Libby’s influence in the neoconservative movement increased over time. He was recruited by Wolfowitz again, this time to work in the Pentagon under George H.W. Bush. By 1992, he was co-writing defense planning guidance with Wolfowitz for Cheney, who was then secretary of defense.
After President Bill Clinton LAW ’73 took control of the White House, Libby became the managing partner of a Washington law firm. His most well-known client was billionaire Marc Rich, whom he represented for 15 years. Rich fled to Switzerland to avoid charges of tax evasion and illegal trading with Iran, but was eventually pardoned by Clinton.

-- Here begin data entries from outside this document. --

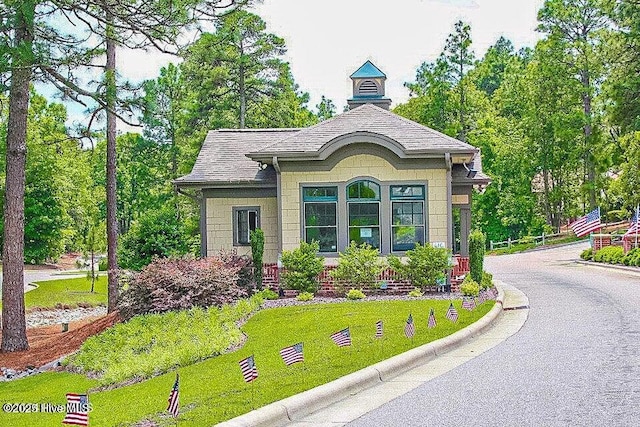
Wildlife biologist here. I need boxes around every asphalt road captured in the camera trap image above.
[348,244,640,427]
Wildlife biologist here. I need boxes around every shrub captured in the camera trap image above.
[408,288,424,298]
[593,246,624,264]
[387,243,451,289]
[256,289,278,300]
[469,230,487,282]
[460,274,480,297]
[331,241,386,292]
[118,257,247,319]
[282,242,324,292]
[296,292,313,301]
[249,228,264,288]
[622,248,640,267]
[480,271,493,289]
[580,248,593,261]
[347,289,366,300]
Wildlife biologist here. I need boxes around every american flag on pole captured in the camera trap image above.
[445,302,458,322]
[62,393,89,426]
[167,372,180,417]
[462,297,476,311]
[376,320,382,338]
[427,308,436,329]
[280,342,304,366]
[331,328,351,347]
[569,207,602,237]
[404,314,416,338]
[238,355,258,383]
[624,205,640,236]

In 1997, Libby co-founded Project for the New American Century, a neoconservative group that, among other things, called on President Clinton to make it official U.S. policy to strive for regime change in Iraq.
The group’s founding manifesto was signed by Jeb Bush, William Kristol, Donald Rumsfeld, Wolfowitz, Libby and Yale history professor Donald Kagan, among others. Libby also co-authored the PNAC report “Rebuilding America’s Defenses” in 2000.
By 2001, he had become Cheney’s chief of staff and his most trusted adviser. The two rode to work together every morning, and Libby often publicly expressed his admiration for his boss.
“When I find a time when I disagree with Dick Cheney, I say to myself, ‘Why am I wrong?'” he told The New York Times in a 2001 interview.
An uncertain future
In June and July of 2003, Libby spoke with reporters Judith Miller of The New York Times, Matthew Cooper of Time magazine and Tim Russert of NBC News, allegedly revealing the identity of a covert CIA operative.
These meetings led to Libby’s eventual indictment and resignation after he allegedly lied to the grand jury about his conversations with all three journalists. He now faces up to 30 years in prison.
Interviews with classmates showed widespread disbelief over the indictments. But some were more sympathetic than others.
“I’m shocked that he has been so involved in the running of a presidency that I personally have a lot of difficulty with, but this is a guy I went to college with,” Carney said. “I feel a lot of pain.”
Hogen said he disagrees with Libby politically, but their friendship has not suffered.
“I’m really saddened because Scooter- — no matter what one thinks of his politics — he doesn’t deserve this,” Hogen said. “The politics, not so good; the person, very good.”
Birdsall said she did not feel as strong of an allegiance to Libby.
“My first reaction is, ‘Oh my God, that’s horrible,'” she said. “My second is, ‘He’s getting what he deserves.’ He dragged us into this crappy war.”
Hogen said he did not have enough facts to judge Libby’s guilt.
“I think Scooter’s motives were to defend his office against charges that were in the public domain,” he said. “I don’t know to what degrees that went.”